Lochman’s counterpart at Merrimack, Dante Laurendi, who also finished his first season as head coach, agreed.

“That’s a really long time to keep these guys at bay,” he said. “When you’re going through weeks of practice and that long wait, focus gets tougher, especially for kids that start to play other sports. They start to itch to get into whatever else they’re doing.”

Tryouts for some sports – wrestling and swimming to name two – have already started, and others, like basketball and hockey, begin either the Monday before or after the game.

And with two new coaches – and two relatively new athletic directors in Souhegan’s Dick Miller and Merrimack’s Eric Sabean – it seemed to be the right time to call of the series, which was almost canceled two years ago.

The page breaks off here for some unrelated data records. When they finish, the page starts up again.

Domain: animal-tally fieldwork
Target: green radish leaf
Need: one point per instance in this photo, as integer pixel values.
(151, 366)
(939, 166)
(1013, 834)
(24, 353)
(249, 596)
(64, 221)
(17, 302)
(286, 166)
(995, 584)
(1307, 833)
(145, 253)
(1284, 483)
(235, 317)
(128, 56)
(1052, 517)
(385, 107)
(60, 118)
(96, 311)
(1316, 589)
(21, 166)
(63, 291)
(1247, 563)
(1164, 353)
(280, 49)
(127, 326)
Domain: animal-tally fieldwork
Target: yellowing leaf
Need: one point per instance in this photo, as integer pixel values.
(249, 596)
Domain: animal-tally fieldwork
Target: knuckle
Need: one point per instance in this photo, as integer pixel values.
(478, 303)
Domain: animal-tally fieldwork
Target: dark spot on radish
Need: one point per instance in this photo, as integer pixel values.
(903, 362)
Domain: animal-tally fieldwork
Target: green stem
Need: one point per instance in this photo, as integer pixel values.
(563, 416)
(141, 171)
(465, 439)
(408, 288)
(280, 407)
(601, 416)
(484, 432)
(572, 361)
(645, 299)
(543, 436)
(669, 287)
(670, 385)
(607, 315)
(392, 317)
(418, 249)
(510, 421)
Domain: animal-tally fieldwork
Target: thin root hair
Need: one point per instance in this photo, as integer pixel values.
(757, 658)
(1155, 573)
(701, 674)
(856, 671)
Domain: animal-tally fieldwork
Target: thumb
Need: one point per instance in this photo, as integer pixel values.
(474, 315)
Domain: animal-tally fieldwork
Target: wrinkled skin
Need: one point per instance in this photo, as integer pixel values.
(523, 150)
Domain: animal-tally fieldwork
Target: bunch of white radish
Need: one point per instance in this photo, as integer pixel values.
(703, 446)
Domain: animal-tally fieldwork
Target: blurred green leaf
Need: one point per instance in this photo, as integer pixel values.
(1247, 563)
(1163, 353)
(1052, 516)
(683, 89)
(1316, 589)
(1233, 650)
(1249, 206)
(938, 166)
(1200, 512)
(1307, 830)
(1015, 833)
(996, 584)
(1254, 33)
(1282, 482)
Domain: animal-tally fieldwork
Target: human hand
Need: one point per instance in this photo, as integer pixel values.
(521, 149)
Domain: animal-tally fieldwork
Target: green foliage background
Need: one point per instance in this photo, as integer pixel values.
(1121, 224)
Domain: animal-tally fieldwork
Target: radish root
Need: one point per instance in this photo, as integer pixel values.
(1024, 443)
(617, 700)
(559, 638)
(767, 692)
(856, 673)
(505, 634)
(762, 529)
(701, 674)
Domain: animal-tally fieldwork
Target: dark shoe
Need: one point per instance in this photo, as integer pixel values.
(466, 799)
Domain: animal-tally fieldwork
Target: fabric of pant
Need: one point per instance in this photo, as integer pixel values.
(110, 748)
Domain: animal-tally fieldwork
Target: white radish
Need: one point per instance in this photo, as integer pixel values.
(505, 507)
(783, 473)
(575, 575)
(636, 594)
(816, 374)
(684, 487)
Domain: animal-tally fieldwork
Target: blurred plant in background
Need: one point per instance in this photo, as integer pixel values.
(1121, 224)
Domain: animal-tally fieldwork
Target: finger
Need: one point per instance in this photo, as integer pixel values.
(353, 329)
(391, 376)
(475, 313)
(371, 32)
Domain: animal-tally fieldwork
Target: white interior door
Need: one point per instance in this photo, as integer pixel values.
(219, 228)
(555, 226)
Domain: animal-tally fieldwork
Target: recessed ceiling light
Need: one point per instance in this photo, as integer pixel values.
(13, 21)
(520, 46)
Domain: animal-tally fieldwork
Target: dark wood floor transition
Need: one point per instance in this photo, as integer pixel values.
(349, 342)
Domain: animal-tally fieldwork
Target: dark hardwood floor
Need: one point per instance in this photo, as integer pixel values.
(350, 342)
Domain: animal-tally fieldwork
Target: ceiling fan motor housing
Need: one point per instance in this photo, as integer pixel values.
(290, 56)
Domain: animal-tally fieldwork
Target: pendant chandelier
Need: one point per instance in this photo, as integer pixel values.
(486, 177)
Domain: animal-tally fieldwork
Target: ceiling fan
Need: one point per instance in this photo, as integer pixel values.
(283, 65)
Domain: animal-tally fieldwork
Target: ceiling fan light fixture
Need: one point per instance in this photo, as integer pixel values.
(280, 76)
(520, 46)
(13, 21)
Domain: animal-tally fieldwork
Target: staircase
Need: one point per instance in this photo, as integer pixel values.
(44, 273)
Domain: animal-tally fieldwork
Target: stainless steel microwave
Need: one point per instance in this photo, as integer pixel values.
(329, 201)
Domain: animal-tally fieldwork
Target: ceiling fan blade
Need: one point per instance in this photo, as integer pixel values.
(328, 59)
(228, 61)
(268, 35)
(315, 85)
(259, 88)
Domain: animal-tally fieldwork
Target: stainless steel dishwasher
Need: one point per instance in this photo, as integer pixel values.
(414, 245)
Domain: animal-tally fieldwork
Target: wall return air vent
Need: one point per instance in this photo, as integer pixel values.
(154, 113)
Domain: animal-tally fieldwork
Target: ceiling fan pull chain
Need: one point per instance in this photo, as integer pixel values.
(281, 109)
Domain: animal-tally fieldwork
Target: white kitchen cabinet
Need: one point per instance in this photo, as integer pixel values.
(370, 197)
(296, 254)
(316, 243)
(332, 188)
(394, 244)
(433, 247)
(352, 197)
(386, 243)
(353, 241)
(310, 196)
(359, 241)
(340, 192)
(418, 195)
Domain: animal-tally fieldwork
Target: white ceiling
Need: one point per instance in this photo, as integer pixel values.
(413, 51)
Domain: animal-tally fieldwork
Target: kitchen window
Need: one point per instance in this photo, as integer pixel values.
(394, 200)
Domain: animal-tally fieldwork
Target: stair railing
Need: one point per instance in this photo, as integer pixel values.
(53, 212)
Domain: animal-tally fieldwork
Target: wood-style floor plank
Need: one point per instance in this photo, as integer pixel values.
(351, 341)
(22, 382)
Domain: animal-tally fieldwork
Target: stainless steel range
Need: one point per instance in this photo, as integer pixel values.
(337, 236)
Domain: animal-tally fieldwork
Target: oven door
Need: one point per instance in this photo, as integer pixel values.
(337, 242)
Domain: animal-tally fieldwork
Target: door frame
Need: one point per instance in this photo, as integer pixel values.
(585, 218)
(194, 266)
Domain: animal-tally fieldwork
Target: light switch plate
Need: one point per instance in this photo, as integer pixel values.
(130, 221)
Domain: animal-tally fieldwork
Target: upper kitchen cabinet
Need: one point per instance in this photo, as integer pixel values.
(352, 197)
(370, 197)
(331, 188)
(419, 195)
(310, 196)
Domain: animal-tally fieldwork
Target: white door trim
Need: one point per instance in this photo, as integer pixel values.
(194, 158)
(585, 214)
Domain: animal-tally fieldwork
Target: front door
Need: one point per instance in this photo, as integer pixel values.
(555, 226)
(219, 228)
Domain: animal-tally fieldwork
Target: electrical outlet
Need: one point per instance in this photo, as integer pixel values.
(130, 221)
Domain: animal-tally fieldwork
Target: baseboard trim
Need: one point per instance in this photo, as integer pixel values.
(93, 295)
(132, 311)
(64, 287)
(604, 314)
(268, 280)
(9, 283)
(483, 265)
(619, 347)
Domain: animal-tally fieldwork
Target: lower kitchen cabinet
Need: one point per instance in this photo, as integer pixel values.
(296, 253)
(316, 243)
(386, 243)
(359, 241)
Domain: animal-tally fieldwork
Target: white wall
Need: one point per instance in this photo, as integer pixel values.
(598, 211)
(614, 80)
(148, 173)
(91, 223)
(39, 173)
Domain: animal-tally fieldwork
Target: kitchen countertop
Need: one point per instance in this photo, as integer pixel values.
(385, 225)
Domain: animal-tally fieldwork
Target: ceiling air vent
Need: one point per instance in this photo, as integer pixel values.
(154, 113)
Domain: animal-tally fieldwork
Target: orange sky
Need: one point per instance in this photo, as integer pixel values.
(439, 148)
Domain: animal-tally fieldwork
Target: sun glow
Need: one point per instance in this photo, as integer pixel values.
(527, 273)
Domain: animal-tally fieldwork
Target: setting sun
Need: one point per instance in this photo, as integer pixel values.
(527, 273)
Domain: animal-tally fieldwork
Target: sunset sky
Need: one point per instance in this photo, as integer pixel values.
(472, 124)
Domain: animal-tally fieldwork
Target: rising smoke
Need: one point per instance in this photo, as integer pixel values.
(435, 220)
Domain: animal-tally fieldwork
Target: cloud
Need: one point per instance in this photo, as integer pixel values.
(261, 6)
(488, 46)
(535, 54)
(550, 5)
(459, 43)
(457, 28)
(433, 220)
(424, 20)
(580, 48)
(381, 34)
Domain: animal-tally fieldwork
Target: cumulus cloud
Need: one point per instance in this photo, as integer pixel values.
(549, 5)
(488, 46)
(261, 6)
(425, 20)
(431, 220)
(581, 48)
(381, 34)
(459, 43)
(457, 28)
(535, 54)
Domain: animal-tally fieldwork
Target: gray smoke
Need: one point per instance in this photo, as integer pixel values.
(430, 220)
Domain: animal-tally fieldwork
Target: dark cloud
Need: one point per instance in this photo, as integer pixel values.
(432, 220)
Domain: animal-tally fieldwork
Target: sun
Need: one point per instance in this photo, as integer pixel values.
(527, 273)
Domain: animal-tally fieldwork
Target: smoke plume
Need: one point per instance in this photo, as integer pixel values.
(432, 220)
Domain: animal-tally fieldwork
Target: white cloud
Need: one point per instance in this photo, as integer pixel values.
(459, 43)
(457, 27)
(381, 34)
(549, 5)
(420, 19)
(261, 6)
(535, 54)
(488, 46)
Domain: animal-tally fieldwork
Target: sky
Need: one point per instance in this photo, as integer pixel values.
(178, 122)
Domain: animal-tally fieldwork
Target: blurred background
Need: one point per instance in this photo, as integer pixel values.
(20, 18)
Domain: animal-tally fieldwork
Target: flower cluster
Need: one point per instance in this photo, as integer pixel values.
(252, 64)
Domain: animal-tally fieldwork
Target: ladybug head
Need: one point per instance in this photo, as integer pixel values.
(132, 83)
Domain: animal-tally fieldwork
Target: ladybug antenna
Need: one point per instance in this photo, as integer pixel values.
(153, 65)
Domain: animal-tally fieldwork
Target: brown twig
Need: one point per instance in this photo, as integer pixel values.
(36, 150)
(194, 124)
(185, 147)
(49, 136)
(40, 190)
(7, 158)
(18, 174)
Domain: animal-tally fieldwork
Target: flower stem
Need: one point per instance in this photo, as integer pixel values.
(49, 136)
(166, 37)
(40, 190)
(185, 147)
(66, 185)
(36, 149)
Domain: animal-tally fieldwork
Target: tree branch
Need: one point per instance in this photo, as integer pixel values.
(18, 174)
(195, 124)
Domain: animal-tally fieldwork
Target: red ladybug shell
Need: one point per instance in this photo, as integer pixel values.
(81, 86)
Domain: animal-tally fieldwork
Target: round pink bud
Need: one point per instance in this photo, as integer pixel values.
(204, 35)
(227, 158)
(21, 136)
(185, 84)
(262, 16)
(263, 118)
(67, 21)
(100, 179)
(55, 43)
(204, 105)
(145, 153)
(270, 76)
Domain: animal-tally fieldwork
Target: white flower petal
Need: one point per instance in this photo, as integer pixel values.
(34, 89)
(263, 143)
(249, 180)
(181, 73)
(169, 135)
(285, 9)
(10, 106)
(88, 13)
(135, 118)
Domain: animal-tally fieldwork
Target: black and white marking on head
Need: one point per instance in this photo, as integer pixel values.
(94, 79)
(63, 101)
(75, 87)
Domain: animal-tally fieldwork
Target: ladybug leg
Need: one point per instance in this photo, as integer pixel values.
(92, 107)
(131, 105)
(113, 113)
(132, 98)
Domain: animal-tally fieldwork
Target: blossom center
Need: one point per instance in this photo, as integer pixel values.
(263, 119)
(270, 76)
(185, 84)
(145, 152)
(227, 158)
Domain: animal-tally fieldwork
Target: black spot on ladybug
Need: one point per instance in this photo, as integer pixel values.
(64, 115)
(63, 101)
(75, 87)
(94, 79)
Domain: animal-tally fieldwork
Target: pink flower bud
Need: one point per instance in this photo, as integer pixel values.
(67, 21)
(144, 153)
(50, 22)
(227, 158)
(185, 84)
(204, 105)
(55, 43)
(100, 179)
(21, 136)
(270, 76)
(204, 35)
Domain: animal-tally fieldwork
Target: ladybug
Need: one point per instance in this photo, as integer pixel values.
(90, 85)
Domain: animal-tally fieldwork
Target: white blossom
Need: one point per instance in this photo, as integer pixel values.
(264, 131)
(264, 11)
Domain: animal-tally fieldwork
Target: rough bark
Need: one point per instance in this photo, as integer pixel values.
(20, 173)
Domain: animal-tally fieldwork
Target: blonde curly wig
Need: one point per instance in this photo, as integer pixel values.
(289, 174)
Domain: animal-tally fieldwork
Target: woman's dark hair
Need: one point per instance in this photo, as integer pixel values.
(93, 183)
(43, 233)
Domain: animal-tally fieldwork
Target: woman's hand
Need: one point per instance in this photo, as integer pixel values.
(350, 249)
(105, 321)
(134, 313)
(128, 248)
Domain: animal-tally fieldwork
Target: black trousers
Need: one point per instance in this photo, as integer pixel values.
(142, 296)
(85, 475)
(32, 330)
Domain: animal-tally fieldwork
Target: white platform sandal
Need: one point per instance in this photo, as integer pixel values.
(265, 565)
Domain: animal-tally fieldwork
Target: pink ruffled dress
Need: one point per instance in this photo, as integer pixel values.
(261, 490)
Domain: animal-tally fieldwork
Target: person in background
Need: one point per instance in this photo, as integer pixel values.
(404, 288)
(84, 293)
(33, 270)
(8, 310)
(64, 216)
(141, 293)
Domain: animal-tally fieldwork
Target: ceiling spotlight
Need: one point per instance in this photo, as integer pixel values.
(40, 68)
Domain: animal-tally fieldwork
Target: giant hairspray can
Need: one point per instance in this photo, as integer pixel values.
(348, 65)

“It seemed to be a good point to take another look at the game,” Lochman said. “None of the players were passionate one way or the other, which says something right there. There was really no reaction that came my way.”

The end of the series was a somewhat bittersweet for Lochman, who participated as both a player and a coach at Merrimack.

“It certainly would have been special and interesting to coach it this year,” he said. “I really remember how competitive it was the years I was there, and some of the great athletes on both sides of the ball.”

The Tomahawks won four of the first six games in the series, but Souhegan had won nine of the last 10, including the last two, each by 27 points.

The Battle for the Milk Jug wasn’t the only game to become a casualty of the new football format. Just two Thanksgiving Day games remain – the Turkey Bowl between Nashua North and Nashua South, and the Manchester City Championship, which will this year include Central and Trinity.

The last few years, the Thanksgiving Day game was the 11th – or in some cases 12th – game of the year for both teams, but this year, both Souhegan and Merrimack only played nine, as did every other team that didn’t make the postseason.

“That’s definitely a downside,” Laurendi said. “We’ve love to get an extra week. Even the teams that don’t have a Thanksgiving game, they were done a week early as well.”